Skykomish is a small town with about 200 residents in the Mount Baker-Snoqualmie National Forest in the northeastern corner of King County, Washington. For much of its history, Skykomish was a maintenance and fueling station for the Great Northern Railway, which eventually became part of what is now known as BNSF Railway. Over time, railroad operations resulted in the release of an estimated 2 million gallons of oil and diesel fuel into the town’s soil and groundwater, some of which migrated into the nearby Skykomish River. What is unusual about this particular story is that as the nature of the harm started to be understood, BNSF took full responsibility for cleanup at a level we have seldom seen in many years of consulting on such cases.

The railroad maintenance and fueling station operated from the 1890s until 1974, and most of the contamination occurred during the first half of the 20th century, when the environmental hazards were not yet understood. In addition to the released Bunker C oil and diesel, the former railyard contained arsenic, lead, and polychlorinated biphenyls (PCBs) at concentrations that exceeded state and federal cleanup levels.

Greenfield Advisors got involved in 2003, when the law firm representing BNSF hired us to determine the current market value of Skykomish properties affected by soil and groundwater contamination from railroad operations and the loss in value of these properties attributable to the contamination. We determined that the diminution was generally about 10%.

Environmental cleanup, Skykomish, Washington

Environmental cleanup, Skykomish, Washington, photo courtesy of Joe Mabel, CC BY-SA 3.0.

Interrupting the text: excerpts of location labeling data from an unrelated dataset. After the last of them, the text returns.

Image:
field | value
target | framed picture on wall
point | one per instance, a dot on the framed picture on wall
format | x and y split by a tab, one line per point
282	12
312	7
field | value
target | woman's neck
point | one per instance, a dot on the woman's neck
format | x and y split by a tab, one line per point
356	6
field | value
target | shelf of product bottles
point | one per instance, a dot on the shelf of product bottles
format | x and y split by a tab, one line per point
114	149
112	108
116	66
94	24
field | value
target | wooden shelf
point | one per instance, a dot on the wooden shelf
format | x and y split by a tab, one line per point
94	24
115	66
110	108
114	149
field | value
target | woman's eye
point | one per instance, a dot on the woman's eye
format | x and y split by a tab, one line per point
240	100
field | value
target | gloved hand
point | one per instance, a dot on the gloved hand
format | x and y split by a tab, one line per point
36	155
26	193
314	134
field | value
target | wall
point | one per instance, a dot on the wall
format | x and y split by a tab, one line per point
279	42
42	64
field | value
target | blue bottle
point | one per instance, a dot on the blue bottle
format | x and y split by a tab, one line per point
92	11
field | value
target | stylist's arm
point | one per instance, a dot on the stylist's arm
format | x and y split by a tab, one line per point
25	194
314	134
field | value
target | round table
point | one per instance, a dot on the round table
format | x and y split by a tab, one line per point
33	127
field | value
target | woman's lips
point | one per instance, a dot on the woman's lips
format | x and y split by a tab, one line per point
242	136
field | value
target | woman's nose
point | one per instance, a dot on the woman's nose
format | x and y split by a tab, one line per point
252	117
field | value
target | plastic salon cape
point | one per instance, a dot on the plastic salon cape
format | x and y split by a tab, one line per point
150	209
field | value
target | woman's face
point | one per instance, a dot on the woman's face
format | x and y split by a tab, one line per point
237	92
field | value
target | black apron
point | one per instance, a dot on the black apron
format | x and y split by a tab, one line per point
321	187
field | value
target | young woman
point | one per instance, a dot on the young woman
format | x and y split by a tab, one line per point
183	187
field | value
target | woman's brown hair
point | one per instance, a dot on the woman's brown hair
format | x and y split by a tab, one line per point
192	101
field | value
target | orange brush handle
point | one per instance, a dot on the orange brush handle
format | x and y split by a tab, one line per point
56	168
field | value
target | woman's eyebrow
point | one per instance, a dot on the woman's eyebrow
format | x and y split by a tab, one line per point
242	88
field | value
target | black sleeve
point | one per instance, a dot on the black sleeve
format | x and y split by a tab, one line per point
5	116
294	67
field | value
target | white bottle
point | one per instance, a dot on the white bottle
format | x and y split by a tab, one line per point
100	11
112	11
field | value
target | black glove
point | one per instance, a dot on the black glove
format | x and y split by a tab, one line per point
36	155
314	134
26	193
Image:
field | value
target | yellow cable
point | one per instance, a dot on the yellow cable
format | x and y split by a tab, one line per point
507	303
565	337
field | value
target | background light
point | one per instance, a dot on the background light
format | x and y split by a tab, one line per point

BNSF and the Washington Department of Ecology partnered with the town and residents to clean and restore Skykomish. BNSF paid $5 million in fines and is paying for the town’s cleanup, expected to cost up over $100 million. About 20 homes and businesses have been lifted off their foundations and temporarily relocated to allow cleanup of the underlying soil. BNSF has provided temporary housing for people who were displaced during cleanup and compensated business owners for lost revenue.

The cleanup plan also involved environmental restoration and flood control projects in the former Maloney Creek wetland, removal and replacement of 1,200 feet of river levee and the main road embankment into town, replacement of old town water lines, and construction of a new wastewater treatment system for the town. Most of the cleanup and restoration efforts took place between 2006 and 2011, but ongoing monitoring and restoration work continues, as well as cleanup beneath the historic Skykomish School.

This short video, just under 6 minutes, provides a very good overview of the project.

We’ve seen lots of cases where the responsible party hems and haws at the contamination remediation bill. BNSF presents one of the few cases where the responsible party took full responsibility and really came through as responsible corporate citizens.